One thing that I find particularly important however is keeping energy high in the meetings.

To achieve that, here are several suggestions that I have applied:
  • Before everybody shows up, begin a casual conversation with someone, speaking with a loud voice and showing great enthusiasm and interest. Works best if you get other people to join the conversation before the meeting begins as it puts everybody in an excited enthusiastic mood.
  • Start the meeting with News of the Day. Make sure to select a single ground-breaking story that will attract the team's interest
  • Crack a joke, especially if you're natural at telling jokes. (I find that getting people to laugh at my lousy performance of a joke does the trick of energizing the team as well. ;) )
  • Rotate who leads the team as this creates variety in the meetings and infuses different personal flavors
If anyone has interesting ideas to energize a standup meeting or would like to share personal experiences with standup meetings, please post a comment.

Remember, keep energy high in standup meetings.

1 comment:

David Beers said...

Just wanted to say that having been involved in stand-ups both before and after Andy started implementing these ideas, I really do find that his suggestions have energized the meetings.
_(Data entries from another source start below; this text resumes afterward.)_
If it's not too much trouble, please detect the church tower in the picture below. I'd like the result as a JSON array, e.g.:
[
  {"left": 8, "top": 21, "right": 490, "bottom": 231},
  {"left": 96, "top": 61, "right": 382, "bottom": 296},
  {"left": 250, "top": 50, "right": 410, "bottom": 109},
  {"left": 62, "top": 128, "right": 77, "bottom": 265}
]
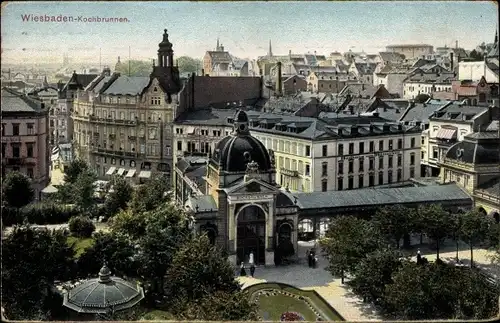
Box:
[{"left": 150, "top": 29, "right": 181, "bottom": 95}]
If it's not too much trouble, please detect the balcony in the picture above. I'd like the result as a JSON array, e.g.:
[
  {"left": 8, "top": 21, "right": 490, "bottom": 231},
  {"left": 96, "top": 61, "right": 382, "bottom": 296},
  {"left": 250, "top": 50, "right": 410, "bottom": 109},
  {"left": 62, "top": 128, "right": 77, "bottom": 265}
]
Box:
[
  {"left": 5, "top": 157, "right": 36, "bottom": 166},
  {"left": 280, "top": 167, "right": 299, "bottom": 177},
  {"left": 89, "top": 116, "right": 137, "bottom": 126},
  {"left": 92, "top": 147, "right": 139, "bottom": 157}
]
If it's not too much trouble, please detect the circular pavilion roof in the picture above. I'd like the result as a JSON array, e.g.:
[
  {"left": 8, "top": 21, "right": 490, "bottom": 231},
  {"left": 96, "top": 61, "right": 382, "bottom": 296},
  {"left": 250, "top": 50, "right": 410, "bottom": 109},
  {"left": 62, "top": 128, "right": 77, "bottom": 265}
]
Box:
[{"left": 63, "top": 265, "right": 144, "bottom": 313}]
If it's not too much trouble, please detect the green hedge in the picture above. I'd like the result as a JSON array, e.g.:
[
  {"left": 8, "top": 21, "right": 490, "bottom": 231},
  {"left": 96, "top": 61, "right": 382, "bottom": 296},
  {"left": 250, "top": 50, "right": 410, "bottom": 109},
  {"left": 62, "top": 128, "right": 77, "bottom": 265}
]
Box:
[{"left": 2, "top": 202, "right": 80, "bottom": 226}]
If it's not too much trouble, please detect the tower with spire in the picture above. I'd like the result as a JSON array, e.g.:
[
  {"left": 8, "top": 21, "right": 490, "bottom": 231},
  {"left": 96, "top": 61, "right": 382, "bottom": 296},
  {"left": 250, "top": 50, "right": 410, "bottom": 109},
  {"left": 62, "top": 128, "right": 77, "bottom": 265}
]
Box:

It might sound a little silly to talk about "energizing" meetings, but it's amazing how much more you can accomplish in a short time if you have a moment at the start where you all laugh about something and focus everyone's attention on the group. (Usually someone has some wise crack about the "news" announcement that breaks the ice and gets people into the mood for the meeting. Choose news items with this in mind, rather than trying to find things that are especially relevant to the work at hand.)

Maybe the real take-away is this: don't let stand-up meetings get into a rut. Shake them up from time to time so people don't "switch off."